En outre, d'après les spécialistes, le torchon brûle entre les deux personnalités, depuis plusieurs années. L’imam Dicko avait dénoncé l’arrogance des militaires au pouvoir. Le 26 mai 2022, lors du 22e Forum de Bamako, Mahmoud Dicko a pris la parole pour déclarer : ‘’Pendant que le peuple malien est pris en otage par des gouvernements arrogants, je dis bien arrogants, on ne cherche pas de solutions [aux problèmes de notre pays]. Nous, nous sommes dans notre arrogance et le peuple est en train de mourir’’, a-t-il déclaré.
Stratégie de conquête de la rue face à la junte nationaliste
Selon plusieurs spécialistes, la junte a décidé d’ignorer le remuant guide religieux, dans le but de s’épargner l’ouverture d’un front de contestation interne, alors que le péril djihadiste semble être aux portes de Bamako. Les colonels au pouvoir préfèrent lui laisser sa liberté de ton, du moment que ses critiques n’ont pas une grande incidence sur leur gouvernance. Le taux de participation du référendum est de 38,8 % et les résultats définitifs sont prévus vendredi prochain.
Si le Oui venait à l’emporter, cela pourrait apparaitre comme un camouflet pour l’imam qui avait milité pour le Non. L’imam Dicko et ses ouailles ont fragilisé le pouvoir d’Ibrahim Boubacar Keïta, à travers le raz-de-marée humain pendant plusieurs jours, notamment le 5 et le 19 juin 2020, à l’appel de l’imam, ce qui a abouti de façon imparable à la chute de l’ancien président malien. Il a été arrêté le 18 août 2020 et, dès le lendemain, Assimi Goita est devenu président du Comité national pour le salut du peuple.
Toujours selon l’opposition et le CMAS, cette nouvelle Constitution doit abroger la précédente adoptée en 1992 ouvrant la voie à un maintien des militaires au pouvoir au-delà du scrutin présidentiel prévu en février 2024, malgré leur engagement de rendre le pouvoir aux civils après les élections. Elle alimente les spéculations persistantes sur une éventuelle candidature du colonel Goita, chef de la junte malienne à la Présidentielle et prévoit aussi l’amnistie pour les auteurs de coups d’État antérieurs à sa promulgation.
Néanmoins, il lui sera plus difficile de rameuter la rue, comme il l’avait fait du temps du règne d’Ibrahima Boubacar Keita. La junte qui souffle sur la fibre patriotique des Maliens occupe ce terreau du nationalisme et de la lutte impérialiste.
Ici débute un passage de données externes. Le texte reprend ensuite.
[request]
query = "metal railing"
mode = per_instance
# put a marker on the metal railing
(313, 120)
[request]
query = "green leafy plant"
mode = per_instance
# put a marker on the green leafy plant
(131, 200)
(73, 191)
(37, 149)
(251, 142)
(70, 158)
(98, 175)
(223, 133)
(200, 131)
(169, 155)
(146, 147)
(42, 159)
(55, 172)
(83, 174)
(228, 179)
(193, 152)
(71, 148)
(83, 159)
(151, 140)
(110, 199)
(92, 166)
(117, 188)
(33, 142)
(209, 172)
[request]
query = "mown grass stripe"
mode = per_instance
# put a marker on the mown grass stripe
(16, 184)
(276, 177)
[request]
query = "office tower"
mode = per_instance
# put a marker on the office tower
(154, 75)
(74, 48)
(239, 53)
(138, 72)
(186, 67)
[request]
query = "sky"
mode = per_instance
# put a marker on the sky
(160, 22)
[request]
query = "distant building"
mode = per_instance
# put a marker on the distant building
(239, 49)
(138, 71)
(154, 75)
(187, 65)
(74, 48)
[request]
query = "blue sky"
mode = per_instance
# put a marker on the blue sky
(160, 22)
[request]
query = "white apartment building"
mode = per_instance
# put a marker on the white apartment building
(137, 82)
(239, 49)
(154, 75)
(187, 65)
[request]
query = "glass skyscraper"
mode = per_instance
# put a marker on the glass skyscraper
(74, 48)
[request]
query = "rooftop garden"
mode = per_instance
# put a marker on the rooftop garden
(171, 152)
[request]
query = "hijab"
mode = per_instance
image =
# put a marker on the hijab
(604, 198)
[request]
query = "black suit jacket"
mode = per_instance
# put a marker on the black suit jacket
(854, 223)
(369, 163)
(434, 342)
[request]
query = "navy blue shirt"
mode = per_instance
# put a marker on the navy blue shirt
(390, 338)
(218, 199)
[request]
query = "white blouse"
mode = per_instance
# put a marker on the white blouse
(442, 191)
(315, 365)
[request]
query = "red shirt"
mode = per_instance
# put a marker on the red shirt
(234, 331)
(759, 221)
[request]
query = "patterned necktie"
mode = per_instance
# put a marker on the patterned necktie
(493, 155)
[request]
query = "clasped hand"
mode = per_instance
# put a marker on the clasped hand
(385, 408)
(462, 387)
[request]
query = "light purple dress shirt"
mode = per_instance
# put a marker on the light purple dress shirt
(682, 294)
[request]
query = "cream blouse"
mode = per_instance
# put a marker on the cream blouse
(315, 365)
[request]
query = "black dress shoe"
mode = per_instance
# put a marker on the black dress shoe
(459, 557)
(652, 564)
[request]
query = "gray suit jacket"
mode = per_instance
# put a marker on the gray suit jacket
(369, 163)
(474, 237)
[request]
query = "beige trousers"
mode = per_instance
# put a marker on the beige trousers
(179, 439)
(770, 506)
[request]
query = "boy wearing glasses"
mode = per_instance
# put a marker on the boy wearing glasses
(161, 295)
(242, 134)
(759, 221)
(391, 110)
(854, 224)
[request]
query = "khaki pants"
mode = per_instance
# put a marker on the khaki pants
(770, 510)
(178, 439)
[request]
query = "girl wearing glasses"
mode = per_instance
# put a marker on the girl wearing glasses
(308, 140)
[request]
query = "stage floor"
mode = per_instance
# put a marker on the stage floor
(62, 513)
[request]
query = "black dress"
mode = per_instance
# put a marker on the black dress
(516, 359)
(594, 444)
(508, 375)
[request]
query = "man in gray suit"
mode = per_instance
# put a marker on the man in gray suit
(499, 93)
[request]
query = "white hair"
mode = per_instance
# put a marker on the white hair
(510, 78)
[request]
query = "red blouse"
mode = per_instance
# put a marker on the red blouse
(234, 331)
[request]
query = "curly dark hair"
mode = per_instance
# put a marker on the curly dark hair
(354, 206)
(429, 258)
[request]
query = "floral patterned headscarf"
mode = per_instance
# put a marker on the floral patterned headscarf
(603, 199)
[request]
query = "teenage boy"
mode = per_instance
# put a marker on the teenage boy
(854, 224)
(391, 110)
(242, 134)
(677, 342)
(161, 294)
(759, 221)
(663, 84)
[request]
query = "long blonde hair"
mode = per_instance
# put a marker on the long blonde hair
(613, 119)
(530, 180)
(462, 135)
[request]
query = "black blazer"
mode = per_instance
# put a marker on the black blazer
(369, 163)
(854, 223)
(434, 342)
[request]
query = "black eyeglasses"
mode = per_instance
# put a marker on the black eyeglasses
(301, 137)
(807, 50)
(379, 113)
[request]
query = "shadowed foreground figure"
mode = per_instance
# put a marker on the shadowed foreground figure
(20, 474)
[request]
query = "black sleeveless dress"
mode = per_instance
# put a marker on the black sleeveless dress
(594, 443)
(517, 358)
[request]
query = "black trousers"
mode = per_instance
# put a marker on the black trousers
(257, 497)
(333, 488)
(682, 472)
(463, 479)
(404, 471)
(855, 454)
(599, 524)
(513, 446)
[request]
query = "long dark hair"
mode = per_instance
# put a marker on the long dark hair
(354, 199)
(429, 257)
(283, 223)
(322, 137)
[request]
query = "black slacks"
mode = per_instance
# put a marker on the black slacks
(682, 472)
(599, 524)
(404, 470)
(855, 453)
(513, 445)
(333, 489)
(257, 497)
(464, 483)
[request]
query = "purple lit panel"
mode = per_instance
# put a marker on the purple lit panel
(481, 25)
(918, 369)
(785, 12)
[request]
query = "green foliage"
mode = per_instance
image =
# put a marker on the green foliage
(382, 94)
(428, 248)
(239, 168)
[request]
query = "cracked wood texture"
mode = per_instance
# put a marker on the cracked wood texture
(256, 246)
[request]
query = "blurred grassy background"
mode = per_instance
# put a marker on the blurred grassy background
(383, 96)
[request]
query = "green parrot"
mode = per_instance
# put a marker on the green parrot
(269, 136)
Sur ce, l’expansion des groupes djihadistes avec leur islam rigoriste effraie plus d’un Malien et l’imam est accusé de vouloir installer un régime islamiste au Mali. Une perspective qui est loin de réjouir les capitales occidentales, bien qu’il soit en froid avec le régime malien.
En outre, ce religieux adepte d’un islamiste proche du salafisme effraie aussi les partisans de l’islam soufi très influent au Mali. De ce fait, cette stratégie populiste risque de se heurter à certaines forces traditionnelles et religieuses qui voient dans l’interprétation salafiste de l’islam une violation de son identité culturelle et religieuse marquée par la diversité.
Ainsi, la Coordination des mouvements, associations et sympathisants de l'imam Mahmoud Dicko (CMAS) apparait comme un cadre plus limité incapable d’agréger diverses forces d’opposition à la junte qui a promis de rendre le pouvoir à la suite des élections générales de 2024. Le Mouvement du 5 juin - Rassemblement des forces patriotiques (M5-RFP) qui regroupait diverses organisations politiques et sociales apparaissant comme une dynamique plus importante, car regroupant les forces vives de la Nation face au régime d’IBK considéré comme corrompu et incapable de juguler la crise sécuritaire.